İlk hedefimiz , kendimizi serin sulara atmak. Sahil boyunca her bütçeye uygun tesis , restoran ve kafeler var. Bizim ilk tercihimiz halk plajı oluyor. Giriş ücretsiz ,elbette duş ve giyinme kabini yok. Benim standartlarıma uygun olmadığı için bankta oturup denizi izlemeyi tercih ediyorum. Bizimkiler ise sevinç nidaları atarak suya dalıyorlar. Kızımla birbirimize el sallayıp öpücük gönderiyoruz. Tam bu sırada , bizimkilerin önünde yüzüyormuş gibi yapan çapkın İtalyan ile gözgöze geliyoruz. Başıma geleceklerden habersiz adama hafifçe gülümsüyorum. O da bana gülümseyip göz kırpıyor ve yavaşça denizden çıkıp bana doğru ilerlerken görüyorum . Denizkızı misali sulardan salınarak çıkan amcanın altın dişi gözümü alıyor. Koca memeleri arasından göbeğine inen altın kolyesinin bitiminde mavi bir slip mayo var. Vücudunu saran o korkunç slip mayoya bakamıyorum bile. Adam gayet rahat bir şekilde gelip yanıma oturuyor , o kadar cesur. Bense " senin bildiğin kadınlardan değilim" bakışı atarak ,arkama bile bakmadan eşyalarımı topluyor, plaja bizimkilerin yanına iniyorum. Bu , İtalya'daki ilk tacizim (!) Anlaşılan Napoli'li çapkın , altın dişli , şişman erkekler turistlere çok meraklı .

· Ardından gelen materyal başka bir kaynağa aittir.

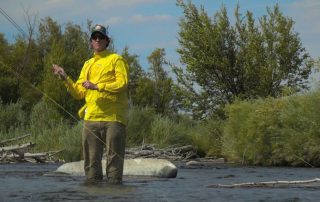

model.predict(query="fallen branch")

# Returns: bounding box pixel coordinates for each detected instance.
[0,134,31,145]
[207,178,320,188]
[0,142,35,152]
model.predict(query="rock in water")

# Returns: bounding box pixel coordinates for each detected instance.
[56,158,178,178]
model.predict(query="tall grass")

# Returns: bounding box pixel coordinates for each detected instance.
[223,91,320,166]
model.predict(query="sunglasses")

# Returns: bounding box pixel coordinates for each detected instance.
[91,34,107,40]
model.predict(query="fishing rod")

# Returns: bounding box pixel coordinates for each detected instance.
[0,7,124,160]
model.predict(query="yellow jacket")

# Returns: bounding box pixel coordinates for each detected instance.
[65,50,129,125]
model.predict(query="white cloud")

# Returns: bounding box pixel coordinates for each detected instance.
[96,0,165,8]
[105,17,124,25]
[289,0,320,34]
[130,14,173,23]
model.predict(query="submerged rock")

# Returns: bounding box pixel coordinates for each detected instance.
[56,158,178,178]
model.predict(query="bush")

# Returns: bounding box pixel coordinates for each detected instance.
[126,107,156,146]
[188,119,223,158]
[223,91,320,166]
[0,100,28,133]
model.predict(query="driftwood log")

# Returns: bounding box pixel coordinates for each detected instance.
[207,178,320,188]
[0,134,63,163]
[125,145,198,161]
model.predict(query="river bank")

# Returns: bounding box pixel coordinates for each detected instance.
[0,162,320,202]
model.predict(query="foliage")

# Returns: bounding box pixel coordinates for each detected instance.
[0,100,27,133]
[223,91,320,166]
[127,107,156,146]
[173,0,312,118]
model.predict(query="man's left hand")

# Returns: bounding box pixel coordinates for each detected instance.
[82,80,98,90]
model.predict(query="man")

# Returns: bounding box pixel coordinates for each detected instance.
[52,25,129,184]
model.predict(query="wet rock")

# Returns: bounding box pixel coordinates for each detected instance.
[56,158,178,178]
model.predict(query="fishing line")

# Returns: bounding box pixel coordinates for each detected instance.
[0,7,124,160]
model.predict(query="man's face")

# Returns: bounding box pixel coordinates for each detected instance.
[91,32,107,52]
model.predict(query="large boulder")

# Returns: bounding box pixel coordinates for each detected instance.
[56,158,178,178]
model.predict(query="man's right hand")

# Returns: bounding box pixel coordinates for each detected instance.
[52,64,68,80]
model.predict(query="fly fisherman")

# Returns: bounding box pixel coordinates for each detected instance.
[52,25,129,184]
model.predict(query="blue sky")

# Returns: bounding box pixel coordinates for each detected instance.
[0,0,320,72]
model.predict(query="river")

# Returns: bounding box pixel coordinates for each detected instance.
[0,163,320,202]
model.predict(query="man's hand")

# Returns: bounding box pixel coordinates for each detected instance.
[52,64,68,80]
[82,80,98,90]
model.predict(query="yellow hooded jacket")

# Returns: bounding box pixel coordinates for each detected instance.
[65,50,129,125]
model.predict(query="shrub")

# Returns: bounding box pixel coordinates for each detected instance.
[0,100,28,133]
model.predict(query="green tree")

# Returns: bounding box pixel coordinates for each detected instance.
[39,18,92,118]
[121,46,145,106]
[173,0,312,118]
[148,48,176,114]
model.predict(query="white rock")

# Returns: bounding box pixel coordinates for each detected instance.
[56,158,178,178]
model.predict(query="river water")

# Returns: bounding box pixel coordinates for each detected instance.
[0,163,320,202]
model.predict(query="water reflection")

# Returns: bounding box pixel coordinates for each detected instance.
[0,164,320,202]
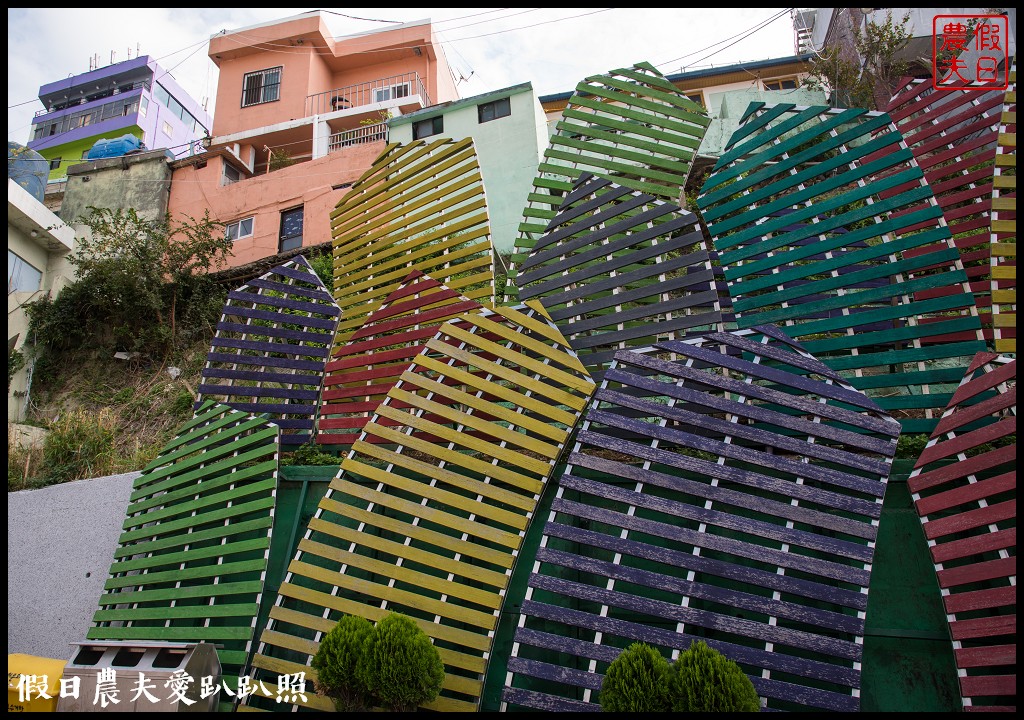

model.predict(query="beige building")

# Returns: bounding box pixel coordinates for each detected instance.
[7,178,75,422]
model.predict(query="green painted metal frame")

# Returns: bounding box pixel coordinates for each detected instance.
[507,62,711,296]
[697,102,985,433]
[249,303,594,711]
[86,401,280,687]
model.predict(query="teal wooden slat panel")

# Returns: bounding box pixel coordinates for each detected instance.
[506,62,711,300]
[516,173,728,381]
[697,105,984,432]
[503,327,900,712]
[244,302,594,711]
[87,401,280,678]
[196,255,340,446]
[907,352,1017,711]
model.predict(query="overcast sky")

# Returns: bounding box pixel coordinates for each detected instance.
[7,7,794,143]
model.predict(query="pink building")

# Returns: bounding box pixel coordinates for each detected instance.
[169,12,459,266]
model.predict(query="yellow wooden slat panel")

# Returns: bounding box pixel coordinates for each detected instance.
[377,403,553,479]
[321,493,518,568]
[392,373,565,442]
[288,560,498,633]
[281,583,490,651]
[342,438,536,524]
[401,354,577,428]
[299,536,501,610]
[427,337,587,411]
[308,513,508,589]
[317,495,511,569]
[389,385,561,458]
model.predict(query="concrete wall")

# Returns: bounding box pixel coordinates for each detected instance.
[7,472,139,660]
[388,83,548,253]
[60,151,171,224]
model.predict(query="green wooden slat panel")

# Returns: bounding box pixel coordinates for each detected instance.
[989,55,1017,353]
[506,62,711,302]
[697,105,984,432]
[88,401,280,688]
[331,138,495,347]
[249,302,594,710]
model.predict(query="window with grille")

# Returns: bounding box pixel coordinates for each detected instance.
[476,97,512,123]
[242,67,282,108]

Ahhh o limon bahçeleri....
Sorento'daki ikinci durağımız limon bahçeleri. Gözün görebildiği her yer limon ; bebek kafası büyüklüğünde, mis kokulu limonlar. Tesadüfen girdiğimiz bahçenin içinde minik bir müze ve mağaza var. Limonlu şekerleme, limonlu kurabiye, likör, limonlu yağ, çeşitli kozmetik malzemeleri derken kokudan bayılacak gibi oluyoruz. Otopark görevlisine en yakın plajı soruyoruz. Tarifi anladığımızdan çok emin değiliz ama sonunda ulaştığımız koy, hayatımda gördüğüm en muhteşem manzaraya sahip. Koy sakin, rüzgarsız. Belli ki sadece müdavimlerin geldiği bir yer. Geniş güneşlenme terası ve arkada tertemiz bir restoranı var. Lezzetli cappucinolar, meyve salataları ve sandviçler yapıyorlar.Eklediğim bu fotoğraf, plajın güneşlenme terasından , tost makinesi ile çekilen bir fotoğrafdır. Sorrento tatilinde fazla fotoğraf çekmemişim, güneşin ve tatilin çıkarmayı tercih etmiştim.
Tüm günü bu plajda geçirmeye niyetliyiz fakat saat 18:00'de bir anda etraf boşalıyor. Duş alıp giyinelim derken saat 18:30'a dek tesiste kaldık diye çalışanların kötü bakışlarına maruz kalıyoruz.Nasıl yani? Mekan akşam cluba dönüşmüyor mu? Plaj partileri falan yok mu? Bu güzelim deniz, bu eşsiz manzara öylece gecenin karanlığa mı terk ediliyor?
Sorrento'da Neler Yapılır?
Sorrento, Amerika ve Avrupalı zengin turistlerin tercih ettiği, lüks bir sahil kasabası. Akşam olunca ortalık, pembeleşmiş tenleri ile kumaş etek /bermuda ve sandaletli Anglosakson turistlerle doluyor. Meydan kafelerinden hoş ezgiler yükselirken güneşi batırıyoruz. Bu şehrin ruhunda lüks ve sükunet var. Sokaklar renk renk hediyelik eşya, dondurma ve limonlu ürünler satan dükkanlarla dolu. El yapımı şirin seramik çanlar alarak gezinmeye devam ediyoruz.El yapımı seramik eşyaların fiyatı ilk bakışta yüksek gelebilir.Ama Sorrento'dan alınabilecek en güzel hediye, el emeği göz nuru seramikler. Minik çanlar, melek figürleri, duvar süsleri vs...
Yemek için tercihimiz, dar sokağa iki masa atmış otantik bir restoran. Görünüşe aldanmışız, sokak arasında küçücük duran mekan üç katlı, arka bahçesi olan kalabalık ve epey popüler bir restoranmış. Limon soslu, kremalı ve karidesli spaghetti, ahtapot carpaccio ve midye çorbası sipariş ediyoruz. Limonu bol bulan Sorrento'lular , yemekleri de limonla çeşnilendirmişler. Limonlu makarna yemek fikri garip gelebilir ama çok lezzetliydi. Porsiyonlar büyük , midyeyi neredeyse tencere ile getiriyorlar. Bir anda içeriye akordeonlu bir adamla gencecik , balık etli , harikulade sesi olan bir kız giriyor . Kızın sesi arada heyecandan titrese de en güzel İtalyan şarkılarını gür sesi ile söyleyip bizi İtalya'ya bir kez daha hayran bırakıyor.
İşte İtalya bu demek. Deniz, güneş, makarna ve ansızın karşınıza çıkan müzik.